GPU Perf Studio 2 and CodeXL are used to debug and micro benchmark the new renderer.
While these tools are made by AMD they can be used on any hardware for debug purpose. As profiling requires specific hardware counter you obviously need a radeon cards to get the most out of it.
GPU Perf studio 2 is more suited to GPU but only ships on Windows at the time of writing (dependency on .Net). CodeXL is more generic as it targets both CPU and GPU, and is available on Linux.
To set up GPU Perf Studio:
- Click on "Connect" in the main window.
- A"Server connection" pop up will appear. Set the path to stk executable built in Release mode (debug mode executable are sometimes instable when used through GPS2). Then click on the "connect in the pop up.
- Stk will start (it is highly recommended to run it in windowed mode). Switch to GPS2 windows which will ask you confirmation about the API and the monitored application.
- Disable STK frame limiter
- Go back to STK and run it until there is a frame you want to debug and/or profile.
- Switch to GPS2 again, and click on the pause button. GPS2 will then register all events to replay the frame.
- You can now access Frame Debugger (list all glDraw*/glClear with complete context ie textures, vbo...) or API Trace (list all GL command with cpu time), and optionnaly gpu profiler (get gpu execution time of each command).
The "USE_ASAN" option in cmake on Linux allows gcc and clang to add ASAN support to the binary in debug mode.
ASAN (for Adress SANitizer) is a Library that reports memory related error like use after free, double free, malloc/dealloc mismatch... It's basically a Valgrind-like tool but orders of magnitude faster.
To enable it you must set some environnment var so that symbol are properly translated (and of course, have libasan installed).
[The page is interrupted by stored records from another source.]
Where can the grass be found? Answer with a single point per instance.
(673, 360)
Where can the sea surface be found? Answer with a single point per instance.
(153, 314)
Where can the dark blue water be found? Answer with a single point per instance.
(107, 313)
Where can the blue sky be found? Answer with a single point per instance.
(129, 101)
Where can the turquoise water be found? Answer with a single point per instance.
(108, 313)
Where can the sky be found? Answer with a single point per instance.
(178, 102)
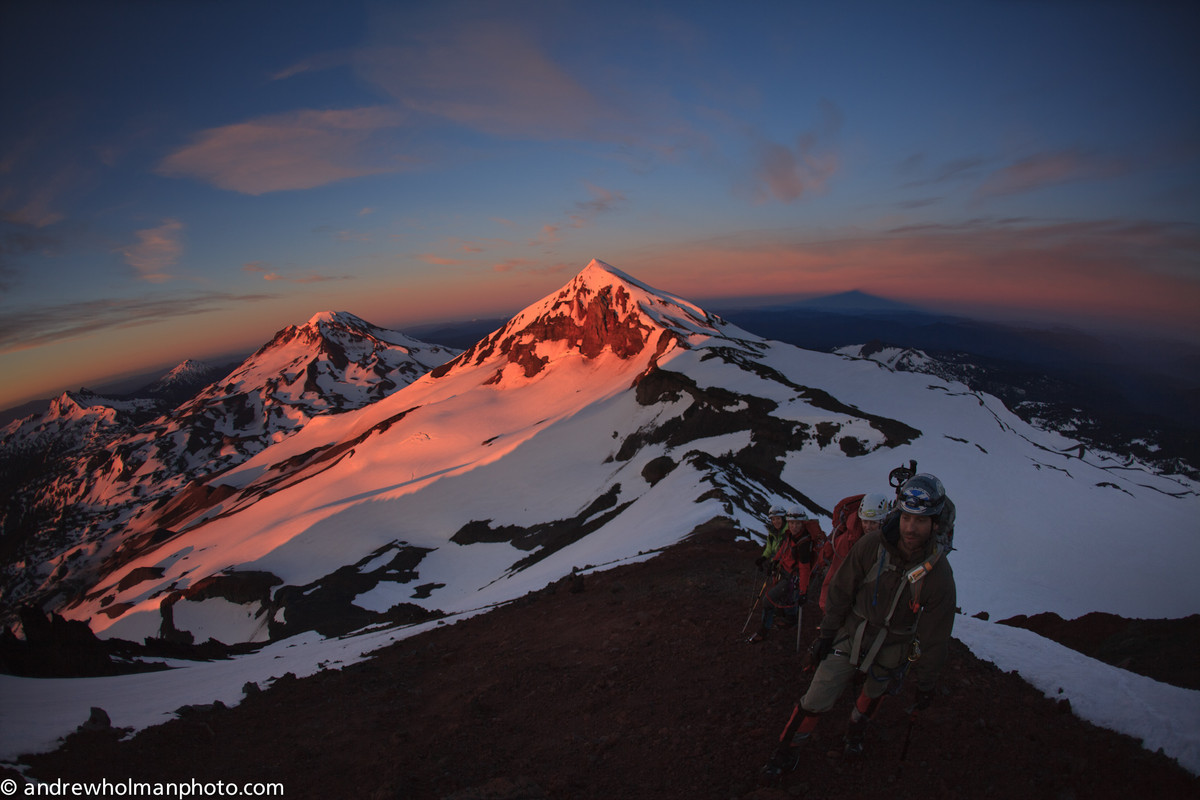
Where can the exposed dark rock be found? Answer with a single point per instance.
(637, 687)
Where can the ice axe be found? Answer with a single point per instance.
(757, 597)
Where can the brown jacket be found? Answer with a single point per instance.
(852, 599)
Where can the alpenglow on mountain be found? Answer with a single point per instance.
(115, 483)
(600, 423)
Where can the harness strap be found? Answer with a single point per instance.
(912, 577)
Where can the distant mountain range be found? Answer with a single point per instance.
(347, 476)
(1135, 397)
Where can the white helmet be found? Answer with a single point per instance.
(874, 507)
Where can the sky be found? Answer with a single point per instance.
(184, 179)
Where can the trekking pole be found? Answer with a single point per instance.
(756, 600)
(907, 738)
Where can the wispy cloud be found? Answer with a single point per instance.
(297, 150)
(603, 202)
(441, 260)
(28, 328)
(491, 76)
(786, 173)
(1110, 269)
(156, 251)
(1049, 169)
(269, 274)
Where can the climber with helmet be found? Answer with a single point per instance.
(775, 533)
(792, 566)
(852, 517)
(894, 587)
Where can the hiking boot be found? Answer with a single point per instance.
(855, 735)
(784, 759)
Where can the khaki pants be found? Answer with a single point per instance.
(835, 673)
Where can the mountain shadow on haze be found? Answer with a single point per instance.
(1132, 397)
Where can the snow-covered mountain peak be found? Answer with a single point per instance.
(601, 310)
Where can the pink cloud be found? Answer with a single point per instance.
(1111, 270)
(441, 260)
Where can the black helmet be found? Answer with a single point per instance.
(922, 494)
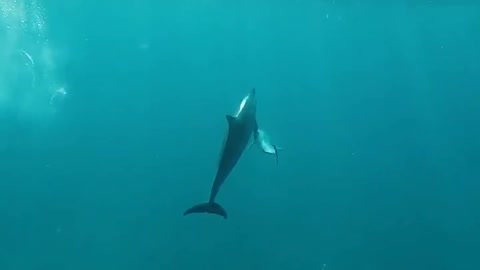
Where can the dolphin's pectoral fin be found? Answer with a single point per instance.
(276, 153)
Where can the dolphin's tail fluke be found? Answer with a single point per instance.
(210, 207)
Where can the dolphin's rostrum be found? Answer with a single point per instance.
(241, 127)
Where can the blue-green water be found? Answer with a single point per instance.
(376, 106)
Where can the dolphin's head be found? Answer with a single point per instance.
(248, 106)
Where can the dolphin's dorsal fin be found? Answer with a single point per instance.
(230, 119)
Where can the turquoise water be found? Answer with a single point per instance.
(113, 114)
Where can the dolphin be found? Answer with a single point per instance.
(241, 128)
(265, 144)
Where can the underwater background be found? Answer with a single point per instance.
(112, 115)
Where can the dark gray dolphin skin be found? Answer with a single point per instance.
(241, 127)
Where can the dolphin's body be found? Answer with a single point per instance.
(241, 127)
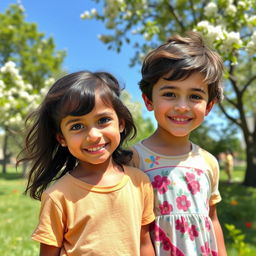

On Fedora 20 the following command should work :
ASAN_SYMBOLIZER_PATH=/usr/bin/llvm-symbolizer ASAN_OPTIONS=symbolize=1 bin/supertuxkart
Even if stk was built with gcc.
Proper profiling require STK to be build in debug mode ; however it's much easier to track performance bottleneck with literal function name instead of their machine address. On linux it probably requires an extra -fno-omit-frame-pointer flag passed to gcc and ld. On Windows you need to build STK in Release mode with debug info. The step by step description can be found here : http://msdn.microsoft.com/en-us/library/fsk896zz.aspx Then it's possible to use CodeXL to collect samples and find in which function cpu spend most of its time.
There is also a bar profiler available in artist debug mode. It should be quite easy to understand. Please note that there are 2 sync points between cpu and gpu :
- One at the "GPU CPU stall" marker. The cpu might have to wait for the GPU to finish to render the second solid pass before uploading updated position/instances in VRAM. Thus the "GPU CPU stall" bar in the profiler represents cycles wasted.
- One right at the end of "Upload Draw command" bar. Here the gpu might have to wait for the cpu to finish to upload all commands in VRAM. Unfortunatly there is currently no accurate way to know the status of the gpu at this point and it is safer to keep this bar as tiny as possible.